Gesundheitsamt stellt ARD-Recherche in Frage

Die „ARD-Radio-Recherche-Sport“ hatte in einer auf Stichproben basierenden Untersuchung die hygienischen Verhältnisse in drei Bundesligastadien (Bremen, München, Köln) getestet und dazu verschiedene Snacks und das Trinkwasser untersucht. Die Bremer Proben waren Anfang März beim Heimspiel gegen Darmstadt 98 genommen und vom in Delmenhorst ansässigen Labor für chemische und mikrobiologische Analytik (Lafu) untersucht worden.

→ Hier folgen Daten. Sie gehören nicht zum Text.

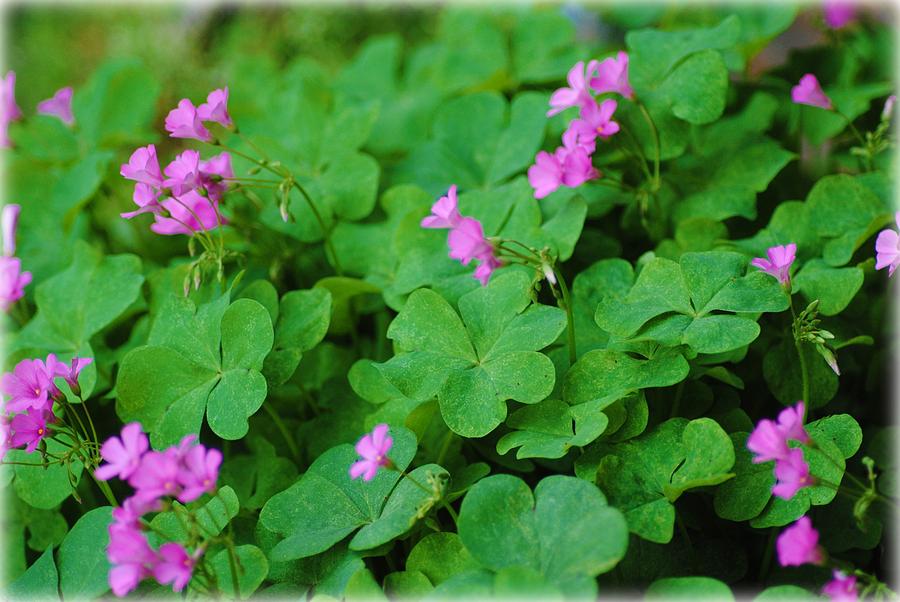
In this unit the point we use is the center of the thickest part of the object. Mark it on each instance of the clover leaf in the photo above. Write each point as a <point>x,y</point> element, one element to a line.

Herausgekommen waren dabei alarmierend erscheinende Ergebnisse: Keime, genauer: Staphylokokken und Legionellen, im Wasser aus den Hähnen der Herrentoiletten, dazu Fäkalkeime und Eiterbakterien auf zwei getesteten Fischbrötchen. Klingt ziemlich eklig und ist vor allem gesundheitsgefährdend – wenn es denn stimmt. Das stellten das Bremer Gesundheitsamt und die Compass Group am Mittwoch deutlich in Frage. „Wir sind uns sicher, dass unsere Produkte sicher sind“, sagte Dirk Reinhardt, der bei der Compass Group als Referent für Qualitätsmanagemant tätig ist.

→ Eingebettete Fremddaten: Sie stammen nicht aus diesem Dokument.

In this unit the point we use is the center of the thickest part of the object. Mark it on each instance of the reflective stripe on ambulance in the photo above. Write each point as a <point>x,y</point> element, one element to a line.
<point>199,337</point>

„Wir ziehen die Untersuchung des Lafu in Zweifel“

Er verwies auf regelmäßige und unangekündigte Hygiene-Untersuchungen, die seit 2002, als die Zusammenarbeit zwischen Compass Group und Werder begann, stets ohne Befunde gewesen seien. Stadionchef Zobel betonte auch deshalb: „Wir ziehen die Untersuchung des Lafu in Zweifel. Vor allem, weil uns die Ergebnisse der Untersuchung nicht übermittelt worden sind.“ Sämtliche Versuche, die Unterlagen vom ARD-Recherche-Team über den daran beteiligten Bayerischen Rundfunk zu bekommen, seien ins Leere gelaufen. „Es wäre hilfreich für uns gewesen, zu wissen, wo die Belastungen im Wasser festgestellt worden sind“, sagte Markus Kaschubski, beim Bremer Gesundheitsamt für den Bereich Umwelthygiene zuständig.

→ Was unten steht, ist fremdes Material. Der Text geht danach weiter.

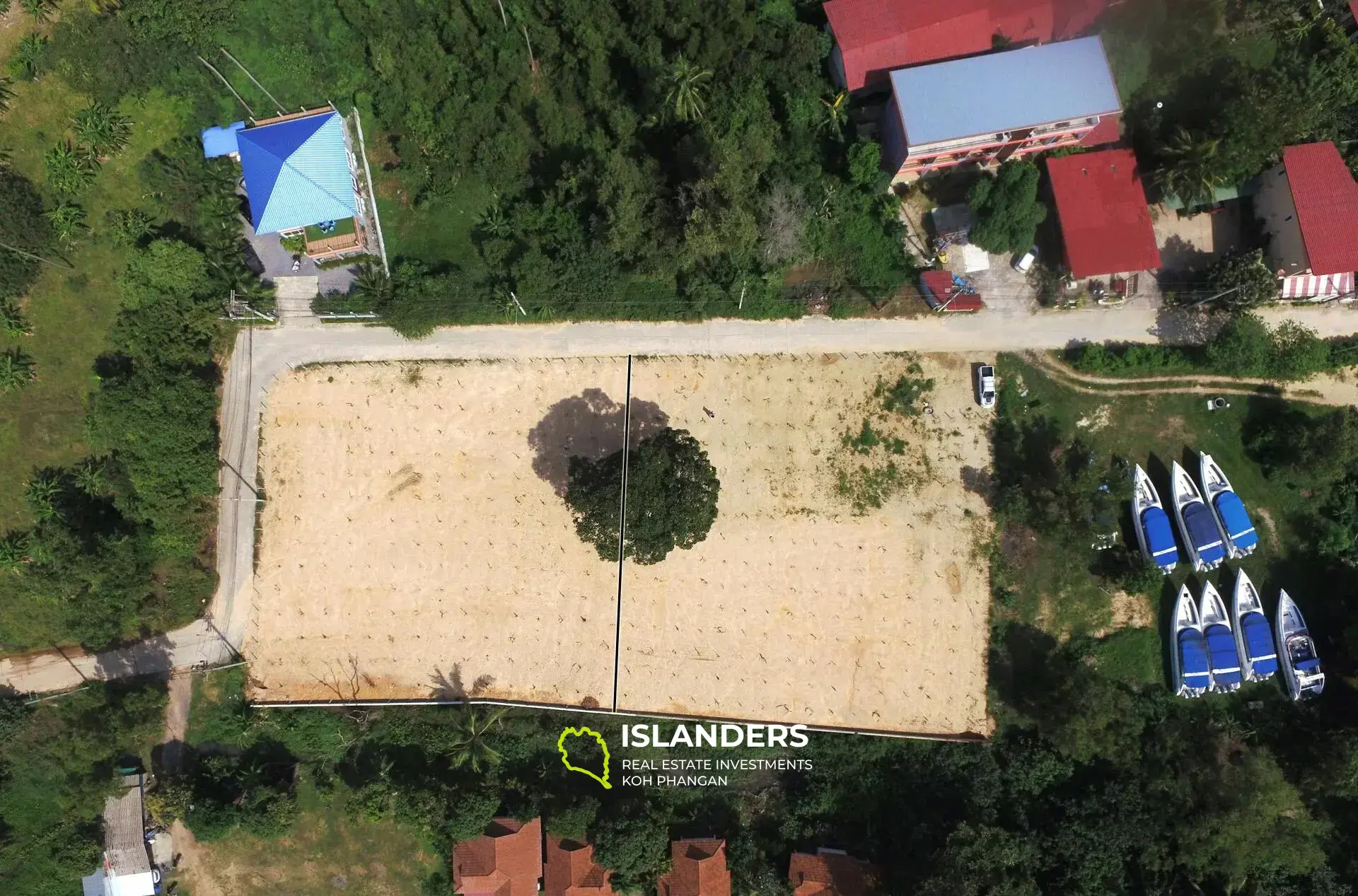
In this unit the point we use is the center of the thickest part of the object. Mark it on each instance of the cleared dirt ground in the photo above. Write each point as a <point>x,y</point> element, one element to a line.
<point>414,543</point>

Ohne dieses Wissen führte er am 6. Juni selbst Stichproben im Weserstadion durch, testete Wasser aus sechs Hähnen in verschiedenen Herrentoiletten. „Dabei war keine Grenzwertüberschreitung festzustellen. Das Trinkwasser ist nicht gesundheitsgefährdend“, sagte er. Davon ist auch Heinz-Günther Zobel überzeugt – von der Seriösität der ARD-Vorgehensweise hingegen nicht. So seien die Voraussetzungen für derartige Untersuchungen während eines Spiels gar nicht gegeben. 

„Wie bekommen Sie denn die Dosen und Fläschchen für die Wasserproben am Ordnungsdienst vorbei? Und wie gewährleisten Sie, dass bei den Fischbrötchen die Kühlkette nicht unterbrochen wird?“ Auf diese Fragen wird der Stadion-Chef wohl keine Antworten bekommen, juristische Schritte schloss er aus. Von Seiten des Gesundheitsamtes hieß es noch, dass die Behörde früher mit dem Lafu zusammengearbeitet habe, es heute aber nicht mehr tue. Das Labor würde die formalen Kriterien nicht mehr erfüllen. Tatsächlich ist das Lafu weder in Bremen noch in Niedersachsen für Trinkwasseruntersuchungen zugelassen.